Even after 20 years and literally thousands of other beers, I still find Rickard’s Red to be an attractive beer in the glass, with a with a bright copper colour and a big and natural looking off-white head. The aroma is simple – basic malt notes, a bit of caramel, a slight graininess, and no evidence of hops. The flavour is similarly unchallenging, and nowhere near the “flavour rollercoaster” promised by the commercial – just too-sweet malt, nondescript fruit notes, and a quick, blink-and-you’ll-miss-the-hops finish. For someone used to nothing but pale lagers (just as I was two decades ago), it may represent a step into a new beer realm, but put up against a ever-growing selection of distinct craft beers available to drinkers today, it’s fairly uninspired.
There’s plenty of inspiration elsewhere in the Molson Coors brand portfolio, though, as found in the couple of cans of Creemore Springs Kellerbier that were also in the package.
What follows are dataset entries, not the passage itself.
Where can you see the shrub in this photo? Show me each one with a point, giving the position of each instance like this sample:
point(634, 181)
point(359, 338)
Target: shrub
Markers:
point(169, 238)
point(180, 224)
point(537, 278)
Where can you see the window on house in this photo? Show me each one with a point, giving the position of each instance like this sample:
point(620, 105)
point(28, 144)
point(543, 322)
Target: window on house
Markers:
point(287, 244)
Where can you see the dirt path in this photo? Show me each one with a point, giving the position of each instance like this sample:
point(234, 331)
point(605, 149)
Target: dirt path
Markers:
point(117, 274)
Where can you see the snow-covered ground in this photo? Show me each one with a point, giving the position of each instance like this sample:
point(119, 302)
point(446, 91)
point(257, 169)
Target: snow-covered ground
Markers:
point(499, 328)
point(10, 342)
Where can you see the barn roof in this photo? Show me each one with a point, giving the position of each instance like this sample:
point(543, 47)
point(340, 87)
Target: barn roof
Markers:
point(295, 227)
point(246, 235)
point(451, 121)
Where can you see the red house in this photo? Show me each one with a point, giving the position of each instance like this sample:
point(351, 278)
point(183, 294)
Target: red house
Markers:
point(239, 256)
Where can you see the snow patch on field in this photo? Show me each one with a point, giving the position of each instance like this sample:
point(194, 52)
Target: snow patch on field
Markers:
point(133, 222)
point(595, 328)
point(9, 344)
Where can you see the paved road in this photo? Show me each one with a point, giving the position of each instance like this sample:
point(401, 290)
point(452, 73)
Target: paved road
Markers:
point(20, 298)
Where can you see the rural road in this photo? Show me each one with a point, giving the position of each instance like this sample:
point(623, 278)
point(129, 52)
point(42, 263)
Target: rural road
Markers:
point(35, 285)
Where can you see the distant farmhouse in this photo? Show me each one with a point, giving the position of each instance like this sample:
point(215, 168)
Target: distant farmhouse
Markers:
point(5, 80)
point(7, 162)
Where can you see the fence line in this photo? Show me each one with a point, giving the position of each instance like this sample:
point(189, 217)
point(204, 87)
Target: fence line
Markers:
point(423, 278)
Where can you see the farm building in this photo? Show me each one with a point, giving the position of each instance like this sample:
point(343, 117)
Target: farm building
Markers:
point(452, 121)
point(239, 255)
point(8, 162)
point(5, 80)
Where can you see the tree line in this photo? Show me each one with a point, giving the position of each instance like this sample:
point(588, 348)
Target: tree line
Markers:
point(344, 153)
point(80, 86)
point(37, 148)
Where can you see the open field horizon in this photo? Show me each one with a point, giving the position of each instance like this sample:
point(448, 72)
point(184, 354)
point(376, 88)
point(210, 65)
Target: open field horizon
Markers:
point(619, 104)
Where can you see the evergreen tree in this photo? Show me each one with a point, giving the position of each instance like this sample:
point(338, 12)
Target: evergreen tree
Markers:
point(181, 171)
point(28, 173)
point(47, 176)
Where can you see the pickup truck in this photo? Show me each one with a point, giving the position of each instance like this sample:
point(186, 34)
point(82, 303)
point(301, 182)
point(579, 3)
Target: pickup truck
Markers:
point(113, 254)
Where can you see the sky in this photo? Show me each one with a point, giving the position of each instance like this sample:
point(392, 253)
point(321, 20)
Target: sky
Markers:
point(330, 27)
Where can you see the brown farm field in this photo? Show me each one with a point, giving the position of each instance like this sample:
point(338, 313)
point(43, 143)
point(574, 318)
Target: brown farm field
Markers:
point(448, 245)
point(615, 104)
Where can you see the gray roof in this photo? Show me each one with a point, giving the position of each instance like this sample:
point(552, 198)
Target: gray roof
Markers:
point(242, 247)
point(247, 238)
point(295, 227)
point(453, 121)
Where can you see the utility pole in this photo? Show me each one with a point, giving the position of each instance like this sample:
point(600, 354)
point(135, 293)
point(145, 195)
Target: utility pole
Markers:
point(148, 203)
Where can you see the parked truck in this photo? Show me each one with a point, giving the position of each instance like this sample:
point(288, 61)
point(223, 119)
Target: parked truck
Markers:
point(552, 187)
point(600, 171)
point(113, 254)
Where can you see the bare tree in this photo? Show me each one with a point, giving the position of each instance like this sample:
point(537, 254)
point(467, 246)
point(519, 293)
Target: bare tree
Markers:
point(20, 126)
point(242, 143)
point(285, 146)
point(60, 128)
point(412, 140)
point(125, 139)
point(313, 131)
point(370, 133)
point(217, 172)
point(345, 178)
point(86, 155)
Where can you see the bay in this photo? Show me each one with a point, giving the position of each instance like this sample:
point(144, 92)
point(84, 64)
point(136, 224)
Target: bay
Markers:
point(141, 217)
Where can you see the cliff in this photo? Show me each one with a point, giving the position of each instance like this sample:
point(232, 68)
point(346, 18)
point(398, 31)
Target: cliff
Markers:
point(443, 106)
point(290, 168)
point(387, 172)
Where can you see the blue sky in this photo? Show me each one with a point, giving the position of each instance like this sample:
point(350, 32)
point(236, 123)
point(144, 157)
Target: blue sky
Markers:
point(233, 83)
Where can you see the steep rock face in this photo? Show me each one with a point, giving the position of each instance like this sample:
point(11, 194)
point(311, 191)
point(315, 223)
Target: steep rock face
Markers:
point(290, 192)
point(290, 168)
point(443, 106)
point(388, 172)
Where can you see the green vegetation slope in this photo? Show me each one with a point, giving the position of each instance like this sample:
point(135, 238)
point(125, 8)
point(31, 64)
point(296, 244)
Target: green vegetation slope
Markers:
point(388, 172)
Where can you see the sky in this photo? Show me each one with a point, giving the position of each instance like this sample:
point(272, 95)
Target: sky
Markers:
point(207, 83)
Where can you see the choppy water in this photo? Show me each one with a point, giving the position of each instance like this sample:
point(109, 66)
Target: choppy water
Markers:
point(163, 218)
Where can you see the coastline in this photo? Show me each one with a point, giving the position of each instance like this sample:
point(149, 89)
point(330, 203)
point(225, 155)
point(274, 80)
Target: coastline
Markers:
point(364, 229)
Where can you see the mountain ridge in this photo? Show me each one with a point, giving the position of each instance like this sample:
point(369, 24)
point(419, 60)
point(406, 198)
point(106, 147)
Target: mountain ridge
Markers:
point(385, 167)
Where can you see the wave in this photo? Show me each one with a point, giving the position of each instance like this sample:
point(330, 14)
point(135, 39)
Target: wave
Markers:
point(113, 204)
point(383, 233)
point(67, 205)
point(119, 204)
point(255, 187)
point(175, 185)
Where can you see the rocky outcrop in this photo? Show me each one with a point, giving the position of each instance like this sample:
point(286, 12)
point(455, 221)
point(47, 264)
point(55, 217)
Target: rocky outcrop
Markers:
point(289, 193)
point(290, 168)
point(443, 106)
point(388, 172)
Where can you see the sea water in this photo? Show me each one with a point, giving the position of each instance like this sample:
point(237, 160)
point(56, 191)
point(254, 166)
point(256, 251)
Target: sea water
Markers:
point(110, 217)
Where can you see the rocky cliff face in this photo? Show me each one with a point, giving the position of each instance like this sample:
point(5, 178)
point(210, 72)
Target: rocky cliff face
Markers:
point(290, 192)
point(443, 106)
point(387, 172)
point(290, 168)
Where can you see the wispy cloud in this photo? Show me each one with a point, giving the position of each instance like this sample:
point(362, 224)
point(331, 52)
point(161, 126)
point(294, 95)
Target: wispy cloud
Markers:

When I wrote about it on Taste T.O. soon after it was launched as a seasonal beer last summer, I described it as “one of the best beers to be launched in Ontario in recent memory,” and I was glad to see it return for a second year.
I must confess that I drank the cans in the promo pack too quickly to write a proper review (or even take a picture – hence the generic image to the right), but my notes from last year are still pretty accurate:
It has a rich copper hue with the hazy body mentioned above, and a remarkably fresh and enticing aroma that holds notes of toasted grain, dried grass and juicy hops, along with a hint of yeast. The body is lightly carbonated, as is correct for the style, and while the flavour seems a bit muted if tasted straight from the fridge, giving the beer a few minutes to warm allows it to open up considerably, revealing a perfect balance between sweet, caramelish malt and pleasantly bitter hops, with a delicate suggestion of lemon zest in the finish. The yeast is also noticeable, but not overpowering, it just adds a well integrated depth and richness to the flavour.
Final thought: I wonder how the 20-years-ago version of me would’ve reacted to the Kellerbier? Considering how wild and crazy I found Rickard’s Red at the time, I can only imagine – and at the same time, I’m both happy and jealous that today’s young beer drinkers have the option, and many more besides.